A year and a half or so we made the (unusually) wise choice to purchase two sea kayaks - wow, am I glad we did!  They're great for everyone!  And kayaking along alone is a perfect antidote to today's frenzied world.  They are amazing.  We love them, our kids love them and we all enjoy that added, hyped sense of starring in our own National Geographic moment.  I wish you'd try it.

Paddling along the creeks and inlets of the low country is superb.  I loved deciding between moving about on the creek side or huffing it around the end of Pawleys Island to get out into the ocean.  Both are perfect - really.  The kayaks awaited us each morning on the creek side, so usually I put in there and explored about.

I saw a lot.  I heard a lot.  I heard nothing.  I wondered.  I smiled.  I learned.

Clearly, this list must be about what I learned along the salty waters.  And - yes, clearly, I have  noticed that I keep learning the same things in different places.  I'm glad I keep receiving the same lessons.  I'm glad that God and the universe keep on keeping on with the illustrations!  I like stories with pictures.

Life is that way, huh?  I guess it takes us a long, long time to learn what we are supposed to.   Most of the time, I enjoy the learning . . . especially in the kayak.

So, friends, here are a few of the things I have learned from one kayak, one paddle and the nearest body of water . . .

1.  Even though you don't always want to do what 'they' say, it really helps to take a moment or two to really look at the water before you begin.  You want to be sure that you do the hard part first and enjoy the moving along with the current on the way home.  Oh sure, from time to time you'll forget or override that general belief; but chances are high that you'll be sorry.  It's gratifying to get the hard stuff over with and get the calm seas on the return.

2.  Sometimes you might find yourself hustling and bustling to go as fast as possible.  That's great for a time, but then it's good to slow down a bit and listen to the sound of your breathing and the little splashes of the water as it swirls around your paddle.

3.  For numerous reasons I do not completely understand, it is good and important to stop completely sometimes and simply watch and listen.  You're kind of a different soul when you've silently watched a snowy egret on the sneaky hunt for food or the clean and simple choreography of a school of minnows as they dart and dance.

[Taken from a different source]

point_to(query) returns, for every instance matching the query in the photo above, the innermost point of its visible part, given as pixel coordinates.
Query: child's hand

4.  After you've had a great trip or found the best route ever, it is inexplicably fun to share it with a loved one.

5.  Oft times you have to figure out a way to be your own rudder.  It might be a special way you slow down your strokes or the simple practice of keeping your paddle in the water a bit longer in the follow through.  Sometimes the forces in control need our help in choosing the direction of the trip.

6.  At times you'll be energized by the loud cacophonies of the paddle and the choppy water and other times you'll just know that you require a more silent approach.  That will come just by listening to what's in your head.

7.  It always does us good to look back at where we have come from and see it from a different point of view.

8.  There are few feelings as gratifying as captaining your own ship.

9.  It's always okay to stop, put your feet up and see what happens.

10.  If you're exhausted at the end, enjoy it.  That might be the perfect time to jump in the water, cool off and hold onto your boat for the lazy trip home.